Rclone is a command-line program to manage files on cloud storage. It is a feature-rich alternative to cloud vendors’ web storage interfaces. Over 70 cloud storage products support rclone including S3 object stores, business & consumer file storage services, as well as standard transfer protocols.

Unfortunately it doesn’t support iCloud which would have been my preference, but I’ve opted to use Google Drive initially. I won’t go into the specifics of how this is configured as the project documentation is pretty good, and it will largely depend on where you are trying to copy files to.
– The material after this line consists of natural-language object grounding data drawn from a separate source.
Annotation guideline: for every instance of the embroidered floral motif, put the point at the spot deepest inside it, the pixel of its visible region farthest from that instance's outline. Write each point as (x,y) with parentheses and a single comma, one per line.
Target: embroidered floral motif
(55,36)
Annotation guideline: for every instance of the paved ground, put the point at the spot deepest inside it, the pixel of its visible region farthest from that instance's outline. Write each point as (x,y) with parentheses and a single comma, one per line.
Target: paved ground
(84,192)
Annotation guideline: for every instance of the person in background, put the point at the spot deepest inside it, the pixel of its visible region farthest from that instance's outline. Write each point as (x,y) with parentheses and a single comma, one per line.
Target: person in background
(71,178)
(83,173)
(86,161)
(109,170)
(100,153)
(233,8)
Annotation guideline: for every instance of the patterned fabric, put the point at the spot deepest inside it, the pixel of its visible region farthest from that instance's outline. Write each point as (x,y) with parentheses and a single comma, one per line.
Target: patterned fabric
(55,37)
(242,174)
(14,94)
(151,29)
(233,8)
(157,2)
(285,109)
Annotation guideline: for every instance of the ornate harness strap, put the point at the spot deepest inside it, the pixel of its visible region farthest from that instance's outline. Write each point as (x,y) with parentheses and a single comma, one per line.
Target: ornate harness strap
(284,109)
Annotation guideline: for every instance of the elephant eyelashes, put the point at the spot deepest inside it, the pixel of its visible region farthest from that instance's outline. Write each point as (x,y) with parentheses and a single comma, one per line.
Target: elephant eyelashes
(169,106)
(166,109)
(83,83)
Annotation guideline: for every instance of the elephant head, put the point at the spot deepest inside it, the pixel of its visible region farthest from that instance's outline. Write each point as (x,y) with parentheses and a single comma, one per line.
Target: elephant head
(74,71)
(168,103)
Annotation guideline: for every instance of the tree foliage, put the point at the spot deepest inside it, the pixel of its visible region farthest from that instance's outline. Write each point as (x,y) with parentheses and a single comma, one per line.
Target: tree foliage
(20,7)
At the moment this is using the rclone copy action:

Copy the source to the destination. Does not transfer files that are identical on source and destination, testing by size and modification time or MD5SUM. Doesn’t delete files from the destination. If you want to also delete files from destination, to make it match source, use the synccommand instead.
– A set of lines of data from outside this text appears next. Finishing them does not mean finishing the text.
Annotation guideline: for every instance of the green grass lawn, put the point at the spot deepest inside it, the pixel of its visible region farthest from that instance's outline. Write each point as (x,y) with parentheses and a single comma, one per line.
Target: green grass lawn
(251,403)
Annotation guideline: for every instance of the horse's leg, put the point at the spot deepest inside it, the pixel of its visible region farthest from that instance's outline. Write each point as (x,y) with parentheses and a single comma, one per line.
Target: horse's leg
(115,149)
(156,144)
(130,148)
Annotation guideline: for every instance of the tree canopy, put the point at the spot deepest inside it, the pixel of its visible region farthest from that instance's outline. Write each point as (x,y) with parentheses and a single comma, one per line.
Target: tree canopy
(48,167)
This means that if anything goes wrong it should not delete files from Google Drive, but it is not a long term solution as I will run out of space there. I may switch this to sync later on, but I’ll be looking at other maintenance & observability options in a follow up post.
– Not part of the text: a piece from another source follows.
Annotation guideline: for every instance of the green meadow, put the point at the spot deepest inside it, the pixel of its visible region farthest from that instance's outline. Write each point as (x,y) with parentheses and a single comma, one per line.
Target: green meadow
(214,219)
Once it was configured, I have another cron job that periodically runs the following command to copy all the created backup files to a location in Google Drive.

docker run --rm -it \
  --volume /data-storage/app-data/rclone/config:/config/rclone \
  --volume /data-storage/app-data/actual-server/backups:/data/adminpi/backups/actualserver \
  --volume /data-storage/app-data/heimdall/backups:/data/adminpi/backups/heimdall \
  --volume /data-storage/app-data/pihole/backups:/data/adminpi/backups/pihole \
  --volume /data-storage/app-data/unifi/backups:/data/adminpi/backups/unifi \
  --user $(id -u):$(id -g) \
  rclone/rclone \
  copy /data/adminpi gdrive:adminpi-backup